Entre as Sombras do Desalento: A Minha Luta por um Sonho Esquecido

— Benjamin! — gritei pela terceira vez, já com a voz embargada de cansaço e frustração. O eco do meu próprio chamado devolveu-me apenas o silêncio. Oiço, ao longe, o som abafado da televisão na sala, mas nem um movimento, nem uma resposta. Senti o peso dos sacos de compras a cortar-me os dedos, mas não larguei. Arrastei-os até à cozinha, cada passo uma pequena batalha contra o desânimo.

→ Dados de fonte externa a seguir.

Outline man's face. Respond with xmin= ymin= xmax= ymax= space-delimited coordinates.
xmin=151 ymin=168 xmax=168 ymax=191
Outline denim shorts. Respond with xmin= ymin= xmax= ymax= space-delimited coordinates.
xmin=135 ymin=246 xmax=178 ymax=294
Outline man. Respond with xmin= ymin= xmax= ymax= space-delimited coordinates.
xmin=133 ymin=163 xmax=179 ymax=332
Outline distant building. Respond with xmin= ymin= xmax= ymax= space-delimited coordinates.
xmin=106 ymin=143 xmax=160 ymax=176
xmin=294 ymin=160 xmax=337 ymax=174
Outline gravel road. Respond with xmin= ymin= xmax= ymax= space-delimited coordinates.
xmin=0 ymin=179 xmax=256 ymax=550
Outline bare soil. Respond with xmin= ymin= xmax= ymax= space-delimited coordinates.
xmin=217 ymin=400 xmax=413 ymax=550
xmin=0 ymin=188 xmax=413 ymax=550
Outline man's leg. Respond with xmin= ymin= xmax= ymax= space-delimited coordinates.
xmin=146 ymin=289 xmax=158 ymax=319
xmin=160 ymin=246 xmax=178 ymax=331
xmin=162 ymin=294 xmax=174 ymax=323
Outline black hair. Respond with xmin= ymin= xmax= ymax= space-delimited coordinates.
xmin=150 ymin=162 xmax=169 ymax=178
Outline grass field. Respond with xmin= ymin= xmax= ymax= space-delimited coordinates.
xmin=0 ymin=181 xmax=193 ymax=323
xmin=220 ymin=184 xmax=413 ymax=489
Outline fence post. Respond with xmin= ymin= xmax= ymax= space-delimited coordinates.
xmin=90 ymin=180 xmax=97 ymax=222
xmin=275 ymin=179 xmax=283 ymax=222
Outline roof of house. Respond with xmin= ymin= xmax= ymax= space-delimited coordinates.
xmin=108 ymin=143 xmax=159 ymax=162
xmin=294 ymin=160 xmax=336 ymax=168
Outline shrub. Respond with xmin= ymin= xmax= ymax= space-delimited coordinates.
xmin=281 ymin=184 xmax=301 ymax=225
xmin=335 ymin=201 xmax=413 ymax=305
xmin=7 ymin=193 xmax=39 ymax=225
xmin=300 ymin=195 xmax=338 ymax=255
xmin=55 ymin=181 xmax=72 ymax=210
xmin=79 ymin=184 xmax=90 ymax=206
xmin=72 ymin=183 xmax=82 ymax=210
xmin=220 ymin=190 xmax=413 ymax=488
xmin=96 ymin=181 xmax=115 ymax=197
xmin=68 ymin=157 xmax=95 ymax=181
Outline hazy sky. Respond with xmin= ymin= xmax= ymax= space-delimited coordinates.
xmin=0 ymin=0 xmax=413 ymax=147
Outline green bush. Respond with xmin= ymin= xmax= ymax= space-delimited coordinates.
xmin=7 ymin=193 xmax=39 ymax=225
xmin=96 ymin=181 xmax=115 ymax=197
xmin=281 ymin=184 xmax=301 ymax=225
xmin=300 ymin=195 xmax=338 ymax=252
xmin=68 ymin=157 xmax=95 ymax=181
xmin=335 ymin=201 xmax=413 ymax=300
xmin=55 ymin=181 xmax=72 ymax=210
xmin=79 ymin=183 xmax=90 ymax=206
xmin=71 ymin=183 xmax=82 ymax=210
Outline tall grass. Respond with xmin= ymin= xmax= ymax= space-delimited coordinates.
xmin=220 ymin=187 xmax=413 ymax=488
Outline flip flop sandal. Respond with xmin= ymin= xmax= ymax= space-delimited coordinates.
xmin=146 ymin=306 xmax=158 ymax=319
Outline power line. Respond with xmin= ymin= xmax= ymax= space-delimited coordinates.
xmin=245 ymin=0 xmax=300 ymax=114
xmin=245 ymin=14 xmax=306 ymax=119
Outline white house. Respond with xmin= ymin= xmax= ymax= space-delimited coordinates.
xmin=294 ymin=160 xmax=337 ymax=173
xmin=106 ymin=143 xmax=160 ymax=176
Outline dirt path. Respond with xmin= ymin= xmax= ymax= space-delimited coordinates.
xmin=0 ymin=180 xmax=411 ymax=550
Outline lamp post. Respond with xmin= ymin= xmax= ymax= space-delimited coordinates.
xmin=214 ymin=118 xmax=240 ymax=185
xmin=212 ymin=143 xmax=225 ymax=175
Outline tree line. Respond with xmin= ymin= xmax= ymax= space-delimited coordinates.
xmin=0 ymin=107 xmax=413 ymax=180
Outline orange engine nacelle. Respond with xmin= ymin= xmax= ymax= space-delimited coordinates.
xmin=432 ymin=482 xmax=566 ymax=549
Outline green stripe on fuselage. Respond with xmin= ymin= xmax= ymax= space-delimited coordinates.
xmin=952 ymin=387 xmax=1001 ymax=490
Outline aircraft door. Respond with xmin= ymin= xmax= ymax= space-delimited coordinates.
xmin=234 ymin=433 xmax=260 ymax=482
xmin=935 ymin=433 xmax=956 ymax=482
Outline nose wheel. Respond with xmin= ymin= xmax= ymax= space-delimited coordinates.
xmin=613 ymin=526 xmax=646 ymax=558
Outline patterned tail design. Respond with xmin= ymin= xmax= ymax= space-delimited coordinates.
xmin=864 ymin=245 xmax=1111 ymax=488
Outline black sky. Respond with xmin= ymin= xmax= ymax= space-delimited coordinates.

Enquanto pousava as compras na bancada, respirei fundo. O cheiro a detergente misturava-se com o aroma das maçãs frescas e do pão ainda quente. Mas nada disso me confortava. Olhei para as minhas mãos — vermelhas, marcadas — e pensei: “É isto a minha vida? Trabalho oito horas num escritório onde ninguém me conhece pelo nome, faço compras sozinha, cozinho para dois e sinto-me invisível.”

Oiço finalmente passos pesados no corredor. Benjamin aparece à porta da cozinha, olhos semicerrados, cabelo despenteado.

— O que foi agora, Cristina? — pergunta, sem sequer olhar para mim.

A raiva subiu-me à garganta como um grito engasgado.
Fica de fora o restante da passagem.